Aber während sie sich fragte, was Yang Baihua und Song Qian in der Villa ihrer Familie suchten, sah sie, wie sie sich vor ihrer Familie die Hände reichten, als wäre dies ein ganz normales Ereignis.
Ihre Familie zuckte nicht zurück und schimpfte nicht über das betrügerische Paar.
Im Gegenteil, sie schienen sogar strahlender zu lächeln als zu der Zeit, als Ran Xueyi mit Yang Baihua zusammen war.
Plötzlich durchzuckte sie ein schrecklicher Gedanke:
Nein! Das kann nicht wahr sein... Sie konnten doch nicht von deren Verhältnis wissen, oder? Ihre Familie sollte von Yang Baihua getäuscht worden sein und sie hatten keine Ahnung, was zwischen den beiden vorging.

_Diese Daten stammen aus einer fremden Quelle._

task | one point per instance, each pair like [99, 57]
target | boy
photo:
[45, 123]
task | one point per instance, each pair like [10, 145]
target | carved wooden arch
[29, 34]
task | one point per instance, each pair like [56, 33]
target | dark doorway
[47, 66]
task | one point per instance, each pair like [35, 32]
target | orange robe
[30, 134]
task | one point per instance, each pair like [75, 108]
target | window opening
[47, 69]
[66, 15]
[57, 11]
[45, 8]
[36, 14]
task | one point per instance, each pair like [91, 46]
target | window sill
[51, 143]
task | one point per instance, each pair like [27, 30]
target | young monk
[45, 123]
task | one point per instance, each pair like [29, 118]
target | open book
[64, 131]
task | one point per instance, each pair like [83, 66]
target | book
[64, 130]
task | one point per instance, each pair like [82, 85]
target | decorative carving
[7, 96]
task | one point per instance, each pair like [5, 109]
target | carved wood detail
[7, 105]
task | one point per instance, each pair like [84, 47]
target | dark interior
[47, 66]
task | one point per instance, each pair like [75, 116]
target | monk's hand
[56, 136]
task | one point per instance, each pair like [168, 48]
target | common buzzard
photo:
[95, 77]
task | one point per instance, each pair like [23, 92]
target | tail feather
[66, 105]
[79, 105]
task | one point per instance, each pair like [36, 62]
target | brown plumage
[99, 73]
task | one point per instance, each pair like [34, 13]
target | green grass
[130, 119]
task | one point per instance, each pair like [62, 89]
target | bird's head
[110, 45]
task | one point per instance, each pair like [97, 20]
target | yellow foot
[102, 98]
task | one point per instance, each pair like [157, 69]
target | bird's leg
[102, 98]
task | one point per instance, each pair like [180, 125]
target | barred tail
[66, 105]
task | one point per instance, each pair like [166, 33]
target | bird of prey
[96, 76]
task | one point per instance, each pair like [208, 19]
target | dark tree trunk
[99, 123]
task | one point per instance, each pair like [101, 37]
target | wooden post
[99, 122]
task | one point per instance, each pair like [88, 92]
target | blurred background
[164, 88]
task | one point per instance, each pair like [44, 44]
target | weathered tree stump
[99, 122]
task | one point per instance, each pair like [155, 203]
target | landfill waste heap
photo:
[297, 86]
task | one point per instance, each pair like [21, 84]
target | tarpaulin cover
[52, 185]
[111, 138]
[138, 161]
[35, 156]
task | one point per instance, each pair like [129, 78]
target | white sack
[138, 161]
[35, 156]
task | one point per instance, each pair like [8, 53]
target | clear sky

Also, warum lächeln sie ihnen zu? Warum lachen sie, als wären sie ihre echten Kinder?
"Fräulein?"
Sie wurde aus ihren Gedanken gerissen, als der Wachmann sie besorgt anblickte.
"Ich... ich habe etwas vergessen. Ich bringe es später zurück. Aber jetzt... ", sie machte eine Pause, um tief durchzuatmen, und fuhr fort, "bitte sagen Sie niemandem von meiner Ankunft. Bitte..."
Ohne die Antwort des Wachmanns abzuwarten, lenkte Ran Xueyi das Steuer herum und fuhr aus dem Eingangstor heraus.
Aufrecht auf dem Vordersitz sitzend, blickte Ran Xueyi mit kaltem Blick in die Ferne.